Israel muss das Für und Wider eines Angriffs auf Gaza-Stadt abwägen

Dafür spräche eine militä­rische Schwä­chung der Hamas, die kurzfristig Israels Sicherheit erhöhen könnte. Gleich­zeitig wäre so ein Sieg eine klare Botschaft an andere feind­liche Akteure wie Hizbollah oder Iran. Ein Erfolg könnte die Moral im Land und das Vertrauen in die Armee wiederherstellen.

Doch die Argumente dagegen sind ebenso gewichtig: Die Hamas könnte überleben, wodurch das Ziel einer vollstän­digen Vernichtung gescheitert wäre – eine Demütigung für Israel und seine Armee.
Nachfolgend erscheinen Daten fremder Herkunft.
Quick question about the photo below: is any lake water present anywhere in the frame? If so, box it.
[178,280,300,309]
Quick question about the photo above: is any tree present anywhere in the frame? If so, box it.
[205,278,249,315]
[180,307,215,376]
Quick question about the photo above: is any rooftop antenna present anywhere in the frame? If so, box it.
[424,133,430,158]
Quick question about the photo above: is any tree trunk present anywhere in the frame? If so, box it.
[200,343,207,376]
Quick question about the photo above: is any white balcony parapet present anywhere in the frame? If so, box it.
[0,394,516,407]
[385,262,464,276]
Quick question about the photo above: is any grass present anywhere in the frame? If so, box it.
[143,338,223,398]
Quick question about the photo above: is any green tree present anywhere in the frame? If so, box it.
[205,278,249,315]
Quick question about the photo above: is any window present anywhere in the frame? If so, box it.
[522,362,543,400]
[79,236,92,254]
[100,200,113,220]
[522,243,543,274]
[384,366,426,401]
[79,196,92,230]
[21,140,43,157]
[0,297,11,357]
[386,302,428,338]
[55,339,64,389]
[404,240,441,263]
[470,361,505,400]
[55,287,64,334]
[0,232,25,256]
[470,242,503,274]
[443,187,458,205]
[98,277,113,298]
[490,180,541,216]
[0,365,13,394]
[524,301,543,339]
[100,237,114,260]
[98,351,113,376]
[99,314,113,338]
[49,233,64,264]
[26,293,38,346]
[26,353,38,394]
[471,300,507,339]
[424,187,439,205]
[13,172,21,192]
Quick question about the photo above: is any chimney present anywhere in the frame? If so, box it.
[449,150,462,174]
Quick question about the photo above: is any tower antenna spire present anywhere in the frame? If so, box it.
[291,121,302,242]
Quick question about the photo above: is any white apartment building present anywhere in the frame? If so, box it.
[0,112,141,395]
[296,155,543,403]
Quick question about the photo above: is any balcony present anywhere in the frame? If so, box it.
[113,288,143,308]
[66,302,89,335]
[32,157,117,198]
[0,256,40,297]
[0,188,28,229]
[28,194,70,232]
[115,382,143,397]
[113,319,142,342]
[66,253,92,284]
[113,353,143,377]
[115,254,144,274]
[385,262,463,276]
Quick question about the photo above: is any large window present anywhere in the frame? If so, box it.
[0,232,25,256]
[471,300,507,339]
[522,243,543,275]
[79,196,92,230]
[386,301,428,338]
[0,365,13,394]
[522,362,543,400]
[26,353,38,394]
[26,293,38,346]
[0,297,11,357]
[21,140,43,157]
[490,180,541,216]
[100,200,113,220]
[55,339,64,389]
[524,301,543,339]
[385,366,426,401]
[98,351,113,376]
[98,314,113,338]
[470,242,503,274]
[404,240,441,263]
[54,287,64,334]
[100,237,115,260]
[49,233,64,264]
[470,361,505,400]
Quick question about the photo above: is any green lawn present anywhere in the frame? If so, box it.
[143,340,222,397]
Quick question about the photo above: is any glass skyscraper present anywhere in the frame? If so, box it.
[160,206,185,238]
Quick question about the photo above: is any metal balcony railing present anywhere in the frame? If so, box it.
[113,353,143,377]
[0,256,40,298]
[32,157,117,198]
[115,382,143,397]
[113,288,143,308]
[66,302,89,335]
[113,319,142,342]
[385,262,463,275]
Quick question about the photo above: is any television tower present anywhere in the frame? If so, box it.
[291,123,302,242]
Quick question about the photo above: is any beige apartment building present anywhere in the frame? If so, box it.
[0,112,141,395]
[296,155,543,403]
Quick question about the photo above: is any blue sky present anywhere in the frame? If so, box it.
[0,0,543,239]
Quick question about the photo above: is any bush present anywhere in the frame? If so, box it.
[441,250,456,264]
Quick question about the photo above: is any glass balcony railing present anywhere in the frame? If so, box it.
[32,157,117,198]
Die humani­tären Folgen des Einmar­sches könnten Israels schon jetzt gravie­rende Isolation weiter vertiefen. Das Schicksal der Geiseln stünde auf dem Spiel und die Wahrschein­lichkeit, dass wenigstens einige überleben, wäre gering. Und schließlich steht und fällt alles mit der Frage, wer am Tag 1 nach dem Krieg in Gaza regieren soll, wenn die Hamas entwaffnet wäre.

Ein gefähr­liches Dilemma

Ob die Einnahme von Gaza-Stadt wirklich den „Berlin-Effekt“ erzeugen kann, ist also zweifelhaft, zumindest unsicher. Die Legiti­mität des Ziels, die Hamas unschädlich zu machen, wird kaum bestritten. Doch die Mittel, die dazu gewählt werden, entscheiden über Israels moralische Position und seine Stellung in der Welt. Zwischen dem Wunsch nach Sicherheit und dem Risiko der Eskalation bewegt sich das Land in einem gefähr­lichen Dilemma. Gaza-Stadt könnte damit weniger das Ende eines Konflikts markieren, sondern vielmehr den Beginn einer noch schwie­ri­geren Phase. General­stabschef Eyal Zamir und seine Genera­lität sind die einzigen „Erwach­senen“ im Raum. Die Militärs sind strikt gegen die Pläne der Regierung, es kam zu lauten und heftigen Wortwechseln bei einer Anhörung im Sicher­heits­ka­binett. Doch Premier Netanyahu bleibt bei seinem Vorhaben: Der Angriff auf Gaza-Stadt muss kommen. Die Generäle sind entsetzt, werden aber dem Befehl der Politik wohl Folge leisten.